The direction’s terrible, the design is terrible, resembling a GMTV set knocked together from left-over pieces of MDF. A chair (which presumably they’d forgotten to put on at the start of the play) mysteriously appeared after the first scene in one of the protracted scene changes. We say “changes”, the set remains the same throughout while two figures rearrange props in the dark making it appear that Lily’s flat is being burgled. Phil was particularly concerned that Lily never seems to wash up as her cutlery remains in the same position in the drainer throughout the six weeks that pass.

Sloppy indeed. But not as sloppy as the Theatre Royal cleaners. The whingers were thrilled to see that they hadn’t bothered to hoover under the sofa leaving a huge pile of fluff among Bloom’s dropped lines.

And £4 for a programme? Andrew – in a rare moment of mathematical lucidity – noted that for a two-hander that works out at £2 per biography. It also contains a couple of dull articles about American dance teacher Arthur Murray and Florida which are printed in such tiny type most of the Haymarket’s elderly audience won’t be able to read. £4 for a tiny glass of wine too. Outrageous.

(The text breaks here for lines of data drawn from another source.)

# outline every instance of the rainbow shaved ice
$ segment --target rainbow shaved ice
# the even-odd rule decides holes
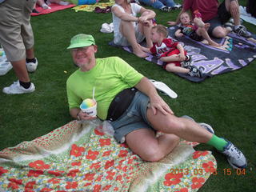
[[[96,102],[94,99],[86,98],[82,101],[82,102],[80,106],[80,108],[87,109],[87,108],[90,108],[90,107],[95,106],[95,104],[96,104]]]

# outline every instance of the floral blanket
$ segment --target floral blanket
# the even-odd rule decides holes
[[[0,151],[0,191],[197,191],[217,164],[194,144],[181,142],[148,162],[105,134],[100,121],[73,121]]]

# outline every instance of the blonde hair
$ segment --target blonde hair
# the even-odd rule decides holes
[[[162,25],[152,26],[152,30],[153,29],[155,29],[157,33],[163,34],[165,38],[166,38],[168,35],[167,28]]]

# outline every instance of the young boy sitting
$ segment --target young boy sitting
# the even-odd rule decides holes
[[[142,46],[145,52],[156,54],[165,64],[162,68],[169,72],[188,74],[192,77],[202,77],[202,72],[190,66],[191,58],[186,54],[182,46],[168,38],[166,27],[157,25],[152,27],[150,38],[153,42],[151,48]]]
[[[201,14],[198,11],[194,12],[194,22],[191,22],[190,16],[187,12],[179,15],[181,26],[176,30],[175,36],[180,38],[185,34],[198,42],[206,39],[210,46],[219,47],[220,45],[214,42],[207,33],[210,24],[202,21]]]

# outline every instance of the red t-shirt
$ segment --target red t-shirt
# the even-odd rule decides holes
[[[202,14],[203,22],[215,18],[218,15],[218,0],[183,0],[183,10],[198,10]]]
[[[156,42],[153,43],[150,52],[160,57],[167,51],[176,50],[178,44],[178,42],[174,42],[170,38],[164,38],[161,45],[158,45]]]

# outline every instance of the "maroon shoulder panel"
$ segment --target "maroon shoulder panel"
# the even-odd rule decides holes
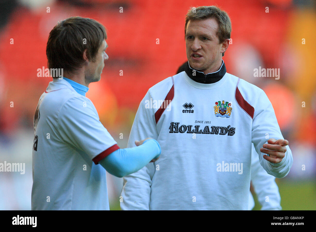
[[[238,81],[239,82],[239,81]],[[237,85],[238,83],[237,84]],[[236,86],[236,92],[235,93],[235,98],[237,103],[245,112],[248,114],[252,119],[253,119],[253,114],[255,109],[244,98],[244,97],[238,89],[238,86]]]
[[[166,98],[165,98],[165,103],[162,103],[160,106],[160,108],[158,109],[158,110],[155,113],[155,119],[156,120],[156,124],[160,119],[162,113],[165,111],[167,107],[169,105],[171,101],[173,99],[173,97],[174,97],[174,83],[172,85],[172,87],[170,89],[167,96],[166,96]],[[165,106],[164,107],[164,104]]]

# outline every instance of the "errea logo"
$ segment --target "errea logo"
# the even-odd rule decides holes
[[[192,103],[189,103],[188,104],[187,103],[185,103],[184,105],[183,105],[183,107],[185,108],[186,110],[183,110],[182,111],[182,113],[193,113],[193,110],[191,110],[193,107],[194,106],[193,105]],[[189,110],[188,110],[189,109]]]

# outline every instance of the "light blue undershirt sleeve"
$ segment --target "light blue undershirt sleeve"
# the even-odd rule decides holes
[[[138,146],[118,149],[99,162],[109,173],[121,177],[141,169],[161,153],[155,140],[147,140]]]

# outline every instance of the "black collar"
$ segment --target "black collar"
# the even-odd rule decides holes
[[[226,73],[226,67],[224,61],[222,60],[222,66],[219,70],[215,73],[204,74],[201,72],[191,68],[188,61],[185,67],[184,70],[190,78],[195,81],[202,84],[211,84],[217,82],[222,78]],[[195,75],[193,75],[194,74],[195,74]]]

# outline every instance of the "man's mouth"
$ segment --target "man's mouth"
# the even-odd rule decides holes
[[[199,54],[192,54],[191,56],[193,58],[198,58],[202,57],[202,56]]]

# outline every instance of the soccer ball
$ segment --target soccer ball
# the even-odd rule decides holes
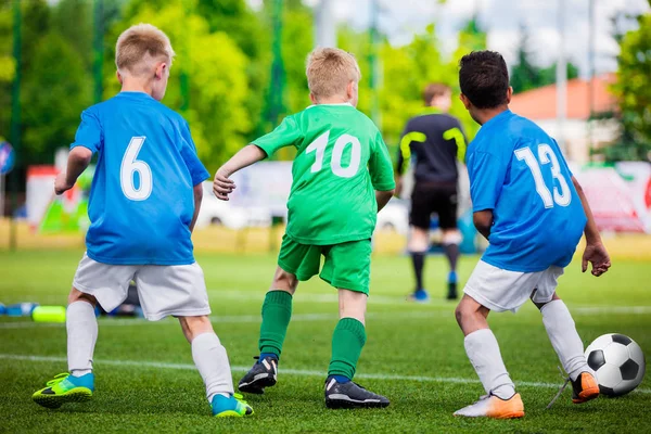
[[[644,378],[644,354],[623,334],[599,336],[586,349],[588,366],[597,373],[599,392],[622,396],[636,388]]]

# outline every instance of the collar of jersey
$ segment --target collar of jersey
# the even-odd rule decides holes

* A taste of the critical reception:

  • “It is mercifully not often that you get to see a play in the West End as remorselessly terrible… we are left staring in open-mouthed astonishment at a train wreck of an evening” Sheridan Morley in the Daily Express
  • “Alfieri’s lame writing gives them so little to work with… This play is tooth-rottingly sweet right through to its sickly soft centre. And whatever steps Zane and Bloom essay, it, and the production, remain irretrievably flatfooted.” Sam Marlowe in the Times
  • “Terpsichorean taradiddle” Michael Billington in The Guardian

5 Responses to “Review – Six Dance Lessons In Six Weeks”

  1. Kath Says:

    Oh whingers – have you no heart?

    I was in the merry ensemble that went to see Six Dance Lessons last night – and it’s true that the writing could be better. I thought the actors were great though and there was definitely some chemistry between them. And the bit the whingers have omitted is how entertaining the dancing and the soundtrack were….

    though of course the Whingers may have higher standards than some of us… Andrew being an accomplished Latin/ Ballroom leader.

    Phil – I would like to call you a Philistine but yup the script could have been better. I don’t know luv, it brought a tear to my eye but no doubt I’m a softie compared to the granite-hearted duo that is WEW.


  2. No Kath. We have no heart. We should be producers really.

  3. Well I am left open mouthed at the review posting of “Six Dance Lessons in Six Weeks” – I loved it! Sorry guys but I did! If you’ve ever tried the foxtrot, you’ll be impressed at Claire and Billy’s fantastic dancing – not only the foxtrot, but also the waltz and of course the tango! They showed great dancing talent although Claire looked as though she was about to have a fit of the giggles from time to time! I have to stick up for Richard Alfieri. As a fellow scribe, I thought his play was cleverly constructed and skilfully revealed the characters and their secrets as their relationship developed over the course of lessons. I didn’t like the ending – too predictable – but you can’t have everything!

  4. Yes, that’s all very well Jackie, but don’t you agree they should sweep under the furniture from time to time? Get with the programme.

  5. westendwhinger Says:

    Glad you all enjoyed it..presumably you dont get out too much?
    Thought the acting was pretty bad from Bloom, she’s incredibly experienced for god sake, was uncertain and ill cast, sub Golden Girls script with an outcome signposted from scene one, repetitive, sentimental, and the “plot twist” too corny for words.When the highlight is finding fluff balls under the furniture something has to be wrong. I’m a big old softie too beneath this gruff exterior but the only tears were from coming back after the interval.

    Kath – I agree with you about the use of music, though using “The Best Is Yet To Come” was perhaps tempting providence.